F.M. – Um fato curioso: divulgada a notícia do esfacelamento da URSS, um navio da Alemanha Oriental que deveria entregar leite a Cuba deu meia volta imediatamente, como um burocrata jogando a caneta às 6 da tarde. Cuba, para economizar energia, desligou aparelhos de ar-condicionado e desviou para a produção agrícola a pouca gasolina que existia, obrigando o país a trocar açúcar por bicicletas chinesas. Você pode imaginar o desespero. Foi um período dificíl também do ponto de vista político, porque o setor de serviços sempre foi o calcanhar de aquiles de Cuba, que precisa salvar sua economia pelo turismo. Com o fim da URSS, os atentados foram dirigidos à indústria turística – e não há nada que espante mais o turista que uma bomba, o que justifica a infiltração de agentes nas organizações anticastristas.
Um personagem tragicômico do livro é o salvadorenho Raul Ernesto Cruz León, contratado pelo anticastrista Cruz Abarca, o Barrigão, para explodir hotéis. Como é esse mercenário?
F.M. – Ele não estava nem muito interessado no dinheiro, mas indo atrás da fantasia de virar Sylvester Stallone e conquistar Sharon Stone. Pagava-se US$ 1.500 por bomba e o sujeito ainda corria o risco de ser morto, ir para o paredão. Salvo um ou outro caso, é gente que faz isso não por ideologia, mas por desequilíbrio.
Mas, no caso dos agentes enviados por Cuba aos EUA, todos eles eram preparados, como você mostra, ao contar a história da Rede Vespa, grupo de 12 homens e 2 mulheres que se infiltrou nos EUA para espionar as organizações anticastristas…
F.M. – Sim, todos tinham cursos acadêmicos, salvo o René González, que se formou em economia na cadeia.
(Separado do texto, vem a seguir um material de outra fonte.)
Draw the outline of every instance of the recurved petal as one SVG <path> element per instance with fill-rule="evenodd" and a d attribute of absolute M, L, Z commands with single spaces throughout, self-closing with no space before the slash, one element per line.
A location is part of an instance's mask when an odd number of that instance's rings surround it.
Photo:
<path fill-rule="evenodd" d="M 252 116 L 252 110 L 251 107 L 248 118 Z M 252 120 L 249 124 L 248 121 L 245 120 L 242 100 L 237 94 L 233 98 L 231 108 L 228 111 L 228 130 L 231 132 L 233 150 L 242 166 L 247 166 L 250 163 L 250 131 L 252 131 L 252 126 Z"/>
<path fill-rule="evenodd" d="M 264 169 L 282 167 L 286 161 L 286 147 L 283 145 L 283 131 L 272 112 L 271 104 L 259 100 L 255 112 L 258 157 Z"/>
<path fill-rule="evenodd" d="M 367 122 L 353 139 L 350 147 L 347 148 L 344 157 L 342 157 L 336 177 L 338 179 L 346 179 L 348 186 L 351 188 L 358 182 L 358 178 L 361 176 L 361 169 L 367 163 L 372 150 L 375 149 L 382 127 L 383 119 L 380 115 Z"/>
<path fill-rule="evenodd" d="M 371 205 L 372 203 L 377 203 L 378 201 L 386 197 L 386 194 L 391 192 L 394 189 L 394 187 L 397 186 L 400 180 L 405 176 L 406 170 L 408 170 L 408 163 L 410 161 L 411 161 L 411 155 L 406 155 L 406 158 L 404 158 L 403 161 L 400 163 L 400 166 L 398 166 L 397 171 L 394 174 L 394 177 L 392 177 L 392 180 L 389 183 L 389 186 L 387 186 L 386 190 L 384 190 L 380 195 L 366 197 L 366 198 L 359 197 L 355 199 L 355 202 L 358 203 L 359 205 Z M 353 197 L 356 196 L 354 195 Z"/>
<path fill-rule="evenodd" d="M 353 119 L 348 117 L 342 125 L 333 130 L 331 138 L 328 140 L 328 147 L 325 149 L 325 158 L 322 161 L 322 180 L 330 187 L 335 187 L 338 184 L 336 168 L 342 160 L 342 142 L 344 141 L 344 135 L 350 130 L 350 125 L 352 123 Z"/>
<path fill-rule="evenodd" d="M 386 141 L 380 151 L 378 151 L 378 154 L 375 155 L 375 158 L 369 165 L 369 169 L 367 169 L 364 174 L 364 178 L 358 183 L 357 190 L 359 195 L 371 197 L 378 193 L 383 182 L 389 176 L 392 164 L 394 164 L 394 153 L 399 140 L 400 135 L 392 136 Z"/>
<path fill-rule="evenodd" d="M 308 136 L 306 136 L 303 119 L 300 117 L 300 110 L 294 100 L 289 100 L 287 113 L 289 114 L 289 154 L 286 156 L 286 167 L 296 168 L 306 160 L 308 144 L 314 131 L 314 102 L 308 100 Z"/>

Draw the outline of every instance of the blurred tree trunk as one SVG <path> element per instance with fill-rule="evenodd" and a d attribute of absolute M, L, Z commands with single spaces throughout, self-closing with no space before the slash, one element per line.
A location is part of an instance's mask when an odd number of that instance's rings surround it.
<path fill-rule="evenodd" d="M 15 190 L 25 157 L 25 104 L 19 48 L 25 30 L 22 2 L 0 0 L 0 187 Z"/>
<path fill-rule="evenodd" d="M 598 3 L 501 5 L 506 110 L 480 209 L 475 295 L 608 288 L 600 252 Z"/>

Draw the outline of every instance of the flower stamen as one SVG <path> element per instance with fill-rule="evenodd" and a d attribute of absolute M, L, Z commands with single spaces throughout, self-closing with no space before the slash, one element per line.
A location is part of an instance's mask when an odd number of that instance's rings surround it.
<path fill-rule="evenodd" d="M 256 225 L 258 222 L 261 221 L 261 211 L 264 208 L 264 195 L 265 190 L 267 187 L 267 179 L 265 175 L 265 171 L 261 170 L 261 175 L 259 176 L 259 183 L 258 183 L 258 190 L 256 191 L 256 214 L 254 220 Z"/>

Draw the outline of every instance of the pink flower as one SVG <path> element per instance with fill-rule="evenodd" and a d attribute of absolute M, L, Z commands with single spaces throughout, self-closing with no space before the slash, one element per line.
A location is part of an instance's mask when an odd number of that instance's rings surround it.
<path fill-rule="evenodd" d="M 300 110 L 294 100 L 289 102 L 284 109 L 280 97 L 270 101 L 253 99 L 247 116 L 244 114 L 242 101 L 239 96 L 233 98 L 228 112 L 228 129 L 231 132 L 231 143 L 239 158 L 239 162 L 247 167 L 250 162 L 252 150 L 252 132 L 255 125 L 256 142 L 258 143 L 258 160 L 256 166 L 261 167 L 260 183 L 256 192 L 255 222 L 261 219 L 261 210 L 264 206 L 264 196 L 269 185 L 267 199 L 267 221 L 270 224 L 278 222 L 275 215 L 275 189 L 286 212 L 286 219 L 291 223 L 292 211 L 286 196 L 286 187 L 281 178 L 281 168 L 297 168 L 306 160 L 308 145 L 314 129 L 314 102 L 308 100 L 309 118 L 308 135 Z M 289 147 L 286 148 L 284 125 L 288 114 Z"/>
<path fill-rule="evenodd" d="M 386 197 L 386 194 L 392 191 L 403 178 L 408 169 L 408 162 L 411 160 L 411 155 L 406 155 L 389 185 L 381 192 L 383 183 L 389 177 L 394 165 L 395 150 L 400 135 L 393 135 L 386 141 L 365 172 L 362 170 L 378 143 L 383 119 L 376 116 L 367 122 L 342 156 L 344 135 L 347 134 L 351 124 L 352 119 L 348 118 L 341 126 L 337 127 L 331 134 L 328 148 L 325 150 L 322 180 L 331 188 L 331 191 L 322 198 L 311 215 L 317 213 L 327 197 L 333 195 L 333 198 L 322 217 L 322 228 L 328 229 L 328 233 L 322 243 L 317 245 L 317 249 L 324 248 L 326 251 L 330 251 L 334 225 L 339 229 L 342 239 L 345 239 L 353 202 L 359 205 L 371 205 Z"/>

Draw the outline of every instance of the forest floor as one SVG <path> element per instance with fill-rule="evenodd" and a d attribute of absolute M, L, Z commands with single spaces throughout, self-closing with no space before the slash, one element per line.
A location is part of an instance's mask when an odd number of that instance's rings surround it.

Ele é um dos três cidadãos americanos do grupo. Um deles foi beneficiado por delação premiada e dois estão na cadeia, René e Tony Guerrero, formado em engenharia espacial na Ucrânia, que, para sobreviver, deu aulas de salsa para gays em Key West.
O que move essas pessoas, o nacionalismo? Como é que o agente infiltrado Tony Guerrero, aconselhado pelo governo cubano a não ter filhos com sua mulher Maggie, para não prejudicar sua atividade, aceita essa intervenção em sua vida privada?
F.M. – É curioso, porque parece um pai falando com o filho de 15 anos , mas é o que acontece, de fato. É isso, é o nacionalismo que move essas pessoas.
Mas esse credo ideológico não sofreu abalos entre os cubanos?
F.M. – Dos dois lados vem diminuindo, tanto no cubano como na Flórida, digo, a geração mais nova, mais interessada em salsa e diversão do que em bombas, embora existam 41 organizações anticastristas em Miami. Em Cuba há muito menos radicalismo entre jovens do que entre os velhos.
Surpreende o fato de Cuba gastar uma miséria para manter agentes infiltrados, algo em torno de US$ 200 mil por ano, segundo seu livro…
F.M. – Pois é, esses agentes moravam em kitchenettes de estudantes. O Gerardo (Hernández Nordelo, conhecido pela alcunha de Manuel Viramóntez), que era o chefe do grupo, ia para o Miami Herald vender cartoons por US$ 100. O Roque (Juan Pablo Roque, agente infiltrado, quase um sósia de Richard Gere), um coronel piloto de caças, virou motorista de caminhão e personal trainer. É o oposto do que a gente vê nos filmes de James Bond. Eles viviam na pindaíba.